Monolayer Oxidized-MXene Piezo-Resonators with Single Resonant Peak by Interior Schottky Effect

Nanoelectromechanical systems (NEMS) of 2D nanomaterials are potent exploration devices for high-sensitive mechanical coupling, mass testing, and biosensing. Nevertheless, the internal interference from the multiple resonant states easily causes the deviation and overlap of the target signal. Here, an oxidized-MXene resonant system performs the unique response peak at the fundamental frequency f(0,1) of 3.37 +/- 0.04 MHz within the ultrawide frequency up to 400 MHz, due to the ferroelectric-conductive structure. This unique resonant peak can effectively avoid the dispute of indistinguishable vibratal states. The resonator exhibits advanced performances with a large dynamic range of 70.41 +/- 0.15 dB and low thermomechanical motion spectral density of 669 fm/root Hz.

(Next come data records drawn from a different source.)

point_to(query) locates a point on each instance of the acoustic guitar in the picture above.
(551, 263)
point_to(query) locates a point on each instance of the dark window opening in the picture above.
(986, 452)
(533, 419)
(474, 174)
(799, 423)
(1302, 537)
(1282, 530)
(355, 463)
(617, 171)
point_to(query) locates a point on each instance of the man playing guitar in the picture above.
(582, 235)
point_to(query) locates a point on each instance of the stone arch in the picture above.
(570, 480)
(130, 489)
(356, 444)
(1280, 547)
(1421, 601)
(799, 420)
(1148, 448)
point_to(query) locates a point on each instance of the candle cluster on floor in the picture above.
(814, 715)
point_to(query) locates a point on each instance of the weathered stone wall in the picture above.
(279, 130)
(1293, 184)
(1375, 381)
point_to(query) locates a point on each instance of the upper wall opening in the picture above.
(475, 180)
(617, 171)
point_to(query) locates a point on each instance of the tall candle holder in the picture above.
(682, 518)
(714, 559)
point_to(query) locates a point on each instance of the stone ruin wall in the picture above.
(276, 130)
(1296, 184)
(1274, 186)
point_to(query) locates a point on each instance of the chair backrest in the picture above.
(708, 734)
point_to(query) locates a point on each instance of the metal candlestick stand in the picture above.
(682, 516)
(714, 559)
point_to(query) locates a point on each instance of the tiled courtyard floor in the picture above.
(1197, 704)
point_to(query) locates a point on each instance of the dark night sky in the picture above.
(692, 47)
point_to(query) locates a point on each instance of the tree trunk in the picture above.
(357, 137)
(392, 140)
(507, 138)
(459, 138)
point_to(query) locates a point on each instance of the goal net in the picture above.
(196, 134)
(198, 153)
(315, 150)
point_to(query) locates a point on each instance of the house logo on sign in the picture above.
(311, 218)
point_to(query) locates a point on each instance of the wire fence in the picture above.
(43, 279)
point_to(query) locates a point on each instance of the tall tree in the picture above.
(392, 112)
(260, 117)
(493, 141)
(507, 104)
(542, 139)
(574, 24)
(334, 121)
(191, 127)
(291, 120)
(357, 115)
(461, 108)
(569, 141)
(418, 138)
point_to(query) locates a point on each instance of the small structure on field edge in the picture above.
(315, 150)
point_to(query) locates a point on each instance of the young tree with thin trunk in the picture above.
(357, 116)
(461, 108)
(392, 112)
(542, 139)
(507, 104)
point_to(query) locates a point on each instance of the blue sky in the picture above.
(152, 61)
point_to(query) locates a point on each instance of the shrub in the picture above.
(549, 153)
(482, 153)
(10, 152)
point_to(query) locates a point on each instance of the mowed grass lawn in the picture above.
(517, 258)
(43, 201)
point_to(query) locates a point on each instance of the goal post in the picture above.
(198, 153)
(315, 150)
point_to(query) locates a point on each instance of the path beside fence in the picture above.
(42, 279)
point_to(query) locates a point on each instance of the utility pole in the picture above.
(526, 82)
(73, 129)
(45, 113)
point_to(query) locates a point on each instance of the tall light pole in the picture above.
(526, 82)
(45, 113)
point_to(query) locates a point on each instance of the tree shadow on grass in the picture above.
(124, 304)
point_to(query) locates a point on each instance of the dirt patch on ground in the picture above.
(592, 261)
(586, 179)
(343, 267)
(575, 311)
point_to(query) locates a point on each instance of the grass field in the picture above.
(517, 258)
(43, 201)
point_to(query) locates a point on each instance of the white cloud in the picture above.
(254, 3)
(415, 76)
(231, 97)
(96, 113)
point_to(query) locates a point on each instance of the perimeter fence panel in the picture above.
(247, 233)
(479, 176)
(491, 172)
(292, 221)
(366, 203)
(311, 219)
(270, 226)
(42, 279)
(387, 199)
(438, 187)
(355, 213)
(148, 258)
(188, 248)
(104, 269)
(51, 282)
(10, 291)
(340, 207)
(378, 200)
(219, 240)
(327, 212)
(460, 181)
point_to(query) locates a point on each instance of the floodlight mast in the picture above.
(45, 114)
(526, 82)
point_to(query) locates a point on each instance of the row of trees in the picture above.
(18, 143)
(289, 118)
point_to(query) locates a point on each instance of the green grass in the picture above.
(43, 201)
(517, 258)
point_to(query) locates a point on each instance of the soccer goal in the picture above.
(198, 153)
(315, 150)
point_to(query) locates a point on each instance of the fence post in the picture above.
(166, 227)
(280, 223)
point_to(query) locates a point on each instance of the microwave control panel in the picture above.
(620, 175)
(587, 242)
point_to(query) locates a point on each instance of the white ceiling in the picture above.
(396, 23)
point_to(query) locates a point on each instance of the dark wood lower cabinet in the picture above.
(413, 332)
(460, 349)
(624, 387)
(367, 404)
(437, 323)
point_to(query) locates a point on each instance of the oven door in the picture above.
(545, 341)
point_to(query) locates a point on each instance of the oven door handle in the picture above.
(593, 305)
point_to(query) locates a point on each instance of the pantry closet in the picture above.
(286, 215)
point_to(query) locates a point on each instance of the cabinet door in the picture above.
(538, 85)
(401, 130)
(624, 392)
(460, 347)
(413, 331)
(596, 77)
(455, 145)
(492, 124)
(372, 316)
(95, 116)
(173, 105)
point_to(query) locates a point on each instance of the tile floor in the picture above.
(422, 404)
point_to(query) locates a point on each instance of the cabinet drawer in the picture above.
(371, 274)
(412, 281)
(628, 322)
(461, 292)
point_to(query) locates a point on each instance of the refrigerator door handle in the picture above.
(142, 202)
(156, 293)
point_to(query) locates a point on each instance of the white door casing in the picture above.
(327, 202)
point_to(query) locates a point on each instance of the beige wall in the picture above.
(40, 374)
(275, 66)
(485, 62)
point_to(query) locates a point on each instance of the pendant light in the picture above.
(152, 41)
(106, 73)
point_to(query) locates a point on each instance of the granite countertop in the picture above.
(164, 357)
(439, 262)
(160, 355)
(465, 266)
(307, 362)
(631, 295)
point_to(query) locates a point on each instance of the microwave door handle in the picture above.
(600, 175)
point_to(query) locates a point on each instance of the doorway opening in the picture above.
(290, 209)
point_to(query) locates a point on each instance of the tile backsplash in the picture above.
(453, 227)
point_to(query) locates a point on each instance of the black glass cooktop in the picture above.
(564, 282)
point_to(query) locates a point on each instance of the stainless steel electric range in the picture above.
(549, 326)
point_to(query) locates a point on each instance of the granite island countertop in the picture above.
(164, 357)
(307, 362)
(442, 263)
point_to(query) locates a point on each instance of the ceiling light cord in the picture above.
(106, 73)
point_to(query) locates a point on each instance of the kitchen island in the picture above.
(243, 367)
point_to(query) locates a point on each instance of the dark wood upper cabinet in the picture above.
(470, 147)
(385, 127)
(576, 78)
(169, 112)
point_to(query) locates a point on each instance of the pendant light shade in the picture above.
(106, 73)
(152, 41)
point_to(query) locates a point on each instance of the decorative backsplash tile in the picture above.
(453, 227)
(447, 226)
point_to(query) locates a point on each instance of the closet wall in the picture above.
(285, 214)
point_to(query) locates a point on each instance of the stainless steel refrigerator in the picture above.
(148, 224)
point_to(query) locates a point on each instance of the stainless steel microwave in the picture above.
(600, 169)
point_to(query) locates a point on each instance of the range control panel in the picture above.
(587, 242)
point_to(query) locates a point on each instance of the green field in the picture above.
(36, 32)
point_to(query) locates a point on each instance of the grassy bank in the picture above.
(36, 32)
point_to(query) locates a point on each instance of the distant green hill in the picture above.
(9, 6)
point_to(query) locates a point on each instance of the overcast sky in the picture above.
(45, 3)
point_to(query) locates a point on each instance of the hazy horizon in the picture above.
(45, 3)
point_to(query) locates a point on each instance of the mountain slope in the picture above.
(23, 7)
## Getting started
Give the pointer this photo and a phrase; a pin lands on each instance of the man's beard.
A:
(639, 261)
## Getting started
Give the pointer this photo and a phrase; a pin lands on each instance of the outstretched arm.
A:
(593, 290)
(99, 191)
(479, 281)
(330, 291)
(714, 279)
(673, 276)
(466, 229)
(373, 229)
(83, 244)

The molecular sensing mechanisms of the oxidized-MXene system are systematically studied to achieve repeatable detection with high mass resolution (low to 8.00 +/- 0.01 x 10(-19) g). These consequences can afford potential guidelines for the NEMS devices in terms of the credible and legible sensors for ultra-accurate and interference-free measurements.